Jumat, 17 November 2023 – 21:54 WIB
Kapolresta Pulau Ambon dan PP Lease Kombes Driyano Andri Ibrahim, SH SIk memberikan keterangan pers terkait kasus penyelundupan senpi rakitan laras panjang ke Nabire (Papua Tengah), di Ambon, Jumat (17/11). ANTARA/HO-Polresta Ambon dan PP Lease

jpnn.com, AMBON - Polisi berhasil mengungkap penyelundupan senjata api (senpi) rakitan laras panjang dan amunisi di Pulau Ambon dan PP Lease.

Seorang tersangka berinisial JL juga diamankan petugas saat pengungkapan kasus tersebut.

BACA JUGA: Oknum ASN Terlibat Penyelundupan Senpi, Ini Penjelasan Polisi Soal Perannya

Kapolresta Pulau Ambon dan PP Lease Kombes Driyano Andri Ibrahim mengatakan senjata itu rencananya akan dibeli oleh seseorang di Nabire yang diduga anggota Organisasi Papua Merdeka (OPM).

"Sesuai pengakuan tersangka JL di hadapan penyidik Polsek KPYS Ambon, dia mengakui calon pembelinya dipanggil 'Manis', tetapi nama asli yang bersangkutan tidak diketahui JL," kata Driyano di Ambon, Jumat.

BACA JUGA: 3 Personel Bandara Sentani Berhasil Gagalkan Penyelundupan Senpi dan Paket Ganja

Sesuai penuturan tersangka JL, kata Driyono, harga pembelian senpi rakitan laras panjang ini juga cukup mahal, yakni satu pucuk mencapai Rp 100 juta dan amunisi jenis SS1 kaliber 5,56 Mm seharga Rp 100.000 per butir.

Kapolresta mengatakan tersangka JL awalnya ditangkap personel gabungan yang melakukan tugas rutin pengamanan kapal Pelni KM. Sirimau pada Senin, (13/11) 2023 di Pelabuhan Yos Sudarso Ambon sekitar pukul 00:10 WIT.

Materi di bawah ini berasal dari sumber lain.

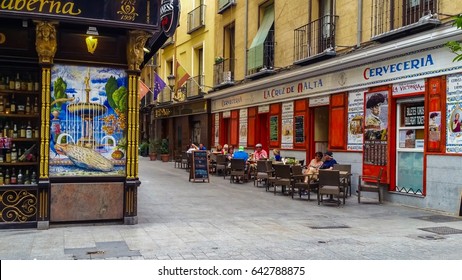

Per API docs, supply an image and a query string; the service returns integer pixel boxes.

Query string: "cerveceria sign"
[0,0,159,31]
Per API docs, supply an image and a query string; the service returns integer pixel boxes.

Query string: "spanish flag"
[175,60,191,90]
[138,79,151,100]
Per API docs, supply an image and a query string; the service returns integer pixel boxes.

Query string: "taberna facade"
[207,26,462,215]
[0,0,179,229]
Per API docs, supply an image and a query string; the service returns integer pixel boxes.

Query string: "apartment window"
[247,5,274,75]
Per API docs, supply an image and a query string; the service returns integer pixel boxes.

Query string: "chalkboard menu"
[270,116,278,141]
[189,151,210,182]
[295,116,305,143]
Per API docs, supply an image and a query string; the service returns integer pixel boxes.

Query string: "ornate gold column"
[124,31,151,224]
[35,21,57,229]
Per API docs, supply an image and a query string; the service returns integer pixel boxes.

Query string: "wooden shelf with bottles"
[0,161,38,167]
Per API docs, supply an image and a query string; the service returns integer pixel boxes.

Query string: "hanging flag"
[138,79,151,100]
[154,72,167,100]
[175,61,191,90]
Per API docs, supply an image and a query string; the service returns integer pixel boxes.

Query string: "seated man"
[233,146,249,161]
[319,151,337,170]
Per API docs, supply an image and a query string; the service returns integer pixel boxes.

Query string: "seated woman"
[305,152,324,183]
[273,149,282,161]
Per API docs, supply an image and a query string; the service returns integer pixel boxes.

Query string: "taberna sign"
[159,0,180,37]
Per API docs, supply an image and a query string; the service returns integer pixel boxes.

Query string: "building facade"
[141,0,216,155]
[205,0,462,215]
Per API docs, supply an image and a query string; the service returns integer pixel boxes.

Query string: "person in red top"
[253,143,268,161]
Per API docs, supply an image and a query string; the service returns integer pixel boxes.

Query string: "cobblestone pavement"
[0,158,462,260]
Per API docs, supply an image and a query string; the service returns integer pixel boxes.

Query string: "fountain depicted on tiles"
[67,68,107,149]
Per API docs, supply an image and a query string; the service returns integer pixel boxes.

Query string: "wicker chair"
[356,168,383,204]
[318,169,345,206]
[292,166,319,200]
[229,158,247,183]
[253,160,273,187]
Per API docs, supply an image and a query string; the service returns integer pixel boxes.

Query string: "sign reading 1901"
[0,0,159,30]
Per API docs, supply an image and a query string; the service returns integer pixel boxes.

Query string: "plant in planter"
[159,138,170,162]
[149,139,160,160]
[215,56,225,64]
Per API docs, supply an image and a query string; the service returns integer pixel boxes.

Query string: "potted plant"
[149,139,160,160]
[159,138,170,162]
[215,56,225,64]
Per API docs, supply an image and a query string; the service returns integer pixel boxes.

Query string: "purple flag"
[154,73,167,100]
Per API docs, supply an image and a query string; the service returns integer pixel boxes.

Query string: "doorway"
[395,98,425,195]
[309,106,329,155]
[255,114,269,151]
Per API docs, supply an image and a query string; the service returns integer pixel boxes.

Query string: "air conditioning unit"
[223,71,232,83]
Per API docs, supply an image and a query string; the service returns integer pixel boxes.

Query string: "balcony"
[182,75,205,100]
[213,59,234,89]
[294,15,338,65]
[246,30,276,79]
[371,0,441,42]
[160,37,175,49]
[187,5,205,34]
[218,0,236,14]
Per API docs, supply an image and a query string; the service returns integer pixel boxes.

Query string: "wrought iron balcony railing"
[157,86,173,103]
[213,59,234,87]
[185,75,205,99]
[247,30,275,78]
[217,0,236,14]
[371,0,441,41]
[188,4,205,34]
[294,15,338,64]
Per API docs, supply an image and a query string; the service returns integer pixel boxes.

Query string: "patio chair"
[253,160,273,187]
[174,152,182,168]
[215,154,228,179]
[356,168,383,204]
[318,169,345,206]
[269,164,292,195]
[209,153,217,174]
[334,164,351,196]
[229,158,246,183]
[292,166,319,200]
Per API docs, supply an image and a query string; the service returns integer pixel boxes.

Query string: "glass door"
[396,99,425,195]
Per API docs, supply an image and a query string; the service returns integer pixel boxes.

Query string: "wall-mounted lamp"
[87,26,99,36]
[167,74,175,91]
[85,26,99,54]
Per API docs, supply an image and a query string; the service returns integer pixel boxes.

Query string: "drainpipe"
[356,0,363,48]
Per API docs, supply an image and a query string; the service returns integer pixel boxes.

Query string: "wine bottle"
[10,168,18,185]
[18,144,35,161]
[27,74,34,91]
[3,122,10,137]
[8,76,15,90]
[24,96,31,114]
[11,143,18,163]
[32,97,38,114]
[3,168,10,185]
[18,169,24,185]
[14,73,21,90]
[26,121,32,139]
[0,96,5,113]
[19,124,26,138]
[30,171,37,184]
[24,169,30,185]
[11,124,18,138]
[10,93,16,114]
[5,149,11,163]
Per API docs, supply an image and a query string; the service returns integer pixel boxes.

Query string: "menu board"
[270,116,278,142]
[295,116,305,143]
[189,151,210,183]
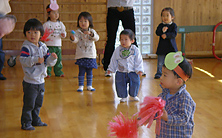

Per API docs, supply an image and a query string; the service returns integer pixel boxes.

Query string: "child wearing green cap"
[156,51,196,138]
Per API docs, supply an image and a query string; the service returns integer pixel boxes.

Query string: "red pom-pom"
[41,28,54,42]
[138,96,166,135]
[108,112,138,138]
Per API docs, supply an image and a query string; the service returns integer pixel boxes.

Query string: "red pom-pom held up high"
[108,112,138,138]
[138,97,166,135]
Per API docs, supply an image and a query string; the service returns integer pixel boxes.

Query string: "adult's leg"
[0,38,6,80]
[120,9,138,47]
[103,8,119,71]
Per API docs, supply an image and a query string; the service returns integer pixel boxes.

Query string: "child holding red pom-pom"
[157,51,196,138]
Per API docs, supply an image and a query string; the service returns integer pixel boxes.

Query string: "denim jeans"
[21,81,45,125]
[155,55,166,77]
[115,71,140,98]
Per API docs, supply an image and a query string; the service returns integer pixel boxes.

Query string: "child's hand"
[70,35,75,41]
[161,34,166,39]
[51,53,58,58]
[107,70,112,74]
[162,26,168,33]
[61,33,65,37]
[161,109,168,121]
[38,57,44,64]
[84,31,91,35]
[137,71,143,77]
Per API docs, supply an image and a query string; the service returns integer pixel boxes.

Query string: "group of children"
[20,1,195,138]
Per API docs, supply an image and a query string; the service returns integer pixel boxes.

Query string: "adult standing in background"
[103,0,137,77]
[0,0,16,80]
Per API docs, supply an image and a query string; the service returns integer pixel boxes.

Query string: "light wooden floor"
[0,58,222,138]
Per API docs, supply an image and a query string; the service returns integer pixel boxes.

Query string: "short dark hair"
[120,29,135,40]
[161,7,175,17]
[77,12,93,28]
[163,59,193,82]
[23,18,44,36]
[46,4,60,21]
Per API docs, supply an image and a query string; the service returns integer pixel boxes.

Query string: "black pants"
[0,38,5,77]
[103,8,137,71]
[21,81,45,125]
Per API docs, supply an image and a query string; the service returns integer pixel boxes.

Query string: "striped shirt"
[156,84,196,138]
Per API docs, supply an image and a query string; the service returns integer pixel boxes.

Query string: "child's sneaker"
[105,71,111,77]
[32,122,48,126]
[87,86,96,91]
[77,86,83,92]
[21,123,35,130]
[120,98,127,103]
[130,96,140,101]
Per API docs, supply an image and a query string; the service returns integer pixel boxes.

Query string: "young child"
[107,29,144,102]
[43,0,66,78]
[19,18,57,130]
[154,8,178,79]
[70,12,99,92]
[157,51,196,138]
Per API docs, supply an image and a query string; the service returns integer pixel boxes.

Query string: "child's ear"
[177,78,183,85]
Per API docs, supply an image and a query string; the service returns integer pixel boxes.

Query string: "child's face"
[49,10,59,22]
[79,16,89,30]
[161,11,174,24]
[160,67,178,89]
[25,30,41,46]
[120,34,134,48]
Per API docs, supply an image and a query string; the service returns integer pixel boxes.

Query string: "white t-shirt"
[43,21,66,46]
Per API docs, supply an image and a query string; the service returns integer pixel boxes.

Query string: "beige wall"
[153,0,222,55]
[3,0,222,56]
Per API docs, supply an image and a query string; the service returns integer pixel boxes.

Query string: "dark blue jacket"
[156,22,178,55]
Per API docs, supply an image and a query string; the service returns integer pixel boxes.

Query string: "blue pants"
[115,71,140,98]
[0,38,5,77]
[78,66,93,86]
[21,81,45,124]
[155,55,166,77]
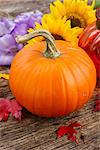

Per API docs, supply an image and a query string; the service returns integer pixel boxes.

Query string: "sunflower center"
[68,14,86,28]
[70,17,81,28]
[52,34,65,41]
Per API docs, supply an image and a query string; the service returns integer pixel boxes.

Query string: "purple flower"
[0,11,42,65]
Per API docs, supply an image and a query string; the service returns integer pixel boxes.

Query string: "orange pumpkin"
[9,30,96,117]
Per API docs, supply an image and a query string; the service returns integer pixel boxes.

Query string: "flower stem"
[96,8,100,30]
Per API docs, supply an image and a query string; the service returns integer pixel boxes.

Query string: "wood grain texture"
[0,0,100,150]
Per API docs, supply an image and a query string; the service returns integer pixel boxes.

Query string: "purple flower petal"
[0,53,14,66]
[17,44,23,50]
[0,18,15,36]
[12,23,29,37]
[0,11,43,65]
[0,34,16,52]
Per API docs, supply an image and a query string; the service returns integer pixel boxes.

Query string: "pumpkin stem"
[16,30,61,58]
[96,8,100,30]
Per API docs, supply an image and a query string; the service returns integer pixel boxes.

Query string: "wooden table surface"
[0,0,100,150]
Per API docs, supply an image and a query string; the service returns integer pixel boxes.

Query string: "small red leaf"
[68,135,78,144]
[9,100,22,120]
[69,121,81,127]
[93,94,100,111]
[56,122,81,144]
[56,126,69,138]
[0,98,22,121]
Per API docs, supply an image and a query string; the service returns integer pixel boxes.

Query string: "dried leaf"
[0,73,9,80]
[56,122,81,144]
[0,98,22,121]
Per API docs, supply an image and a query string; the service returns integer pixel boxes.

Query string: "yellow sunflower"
[28,14,83,43]
[50,0,96,28]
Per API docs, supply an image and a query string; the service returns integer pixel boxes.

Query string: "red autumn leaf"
[56,122,81,143]
[69,121,81,127]
[0,98,22,121]
[94,94,100,111]
[68,135,78,144]
[9,100,22,120]
[0,99,10,121]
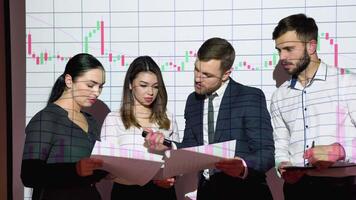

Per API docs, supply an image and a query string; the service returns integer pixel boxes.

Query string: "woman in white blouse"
[101,56,179,200]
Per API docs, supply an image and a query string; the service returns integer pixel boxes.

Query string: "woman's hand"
[75,158,103,176]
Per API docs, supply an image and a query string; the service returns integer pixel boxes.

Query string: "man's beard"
[289,49,310,76]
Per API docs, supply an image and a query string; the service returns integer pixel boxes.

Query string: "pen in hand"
[304,140,315,167]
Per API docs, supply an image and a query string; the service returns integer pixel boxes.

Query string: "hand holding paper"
[215,157,245,177]
[278,162,305,184]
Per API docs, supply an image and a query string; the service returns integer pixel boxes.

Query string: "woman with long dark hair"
[21,53,106,200]
[94,56,179,200]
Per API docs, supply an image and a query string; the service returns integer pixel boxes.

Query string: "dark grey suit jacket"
[177,78,274,199]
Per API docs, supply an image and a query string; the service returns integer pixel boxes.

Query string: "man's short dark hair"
[198,37,235,72]
[272,14,318,42]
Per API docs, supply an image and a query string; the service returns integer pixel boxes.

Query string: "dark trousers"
[197,172,273,200]
[111,181,176,200]
[283,176,356,200]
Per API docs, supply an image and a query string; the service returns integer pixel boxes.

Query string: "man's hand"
[144,129,169,151]
[153,178,176,189]
[75,158,103,176]
[303,143,345,169]
[278,162,305,184]
[215,157,245,177]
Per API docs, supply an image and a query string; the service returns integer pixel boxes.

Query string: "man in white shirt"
[271,14,356,200]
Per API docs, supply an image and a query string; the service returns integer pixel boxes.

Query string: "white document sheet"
[92,155,164,186]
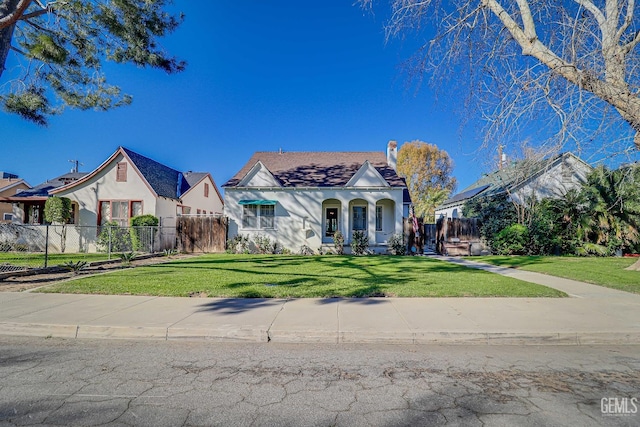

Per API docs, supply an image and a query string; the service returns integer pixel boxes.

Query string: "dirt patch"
[0,254,195,292]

BACA JUGA: Petugas Wanita Ini Gagalkan Penyelundupan Senpi di Bandara Soetta

Pelaku JL alias Jery diamankan personel gabungan yang sementara melakukan tugas rutin pengamanan kapal, antara lain Kapolsek KPYS bersama personel, anggota Marinir Lantamal IX Ambon, anggota Denintel Korem 151/Binaya, Kodam XVI/Pattimura dan petugas KSOP Klas 1 Ambon.

"Tugas rutin pengamanan personel gabungan ini dilakukan pada saat KM Sirimau sementara melakukan embarkasi penumpang dan barang di Pelabuhan Yos Sudarso Ambon," ujarnya.

Sementara Kapolsek Kawasan Pelabuhan Yos Soedarso (KPYS) Ambon Iptu Julkisno Kaisupy menjelaskan saat tim gabungan melakukan pemeriksaan terhadap barang bawaan penumpang untuk mengantisipasi adanya barang ilegal, tim mencurigai barang bawaan salah seorang penumpang berinisial JL alias Jery.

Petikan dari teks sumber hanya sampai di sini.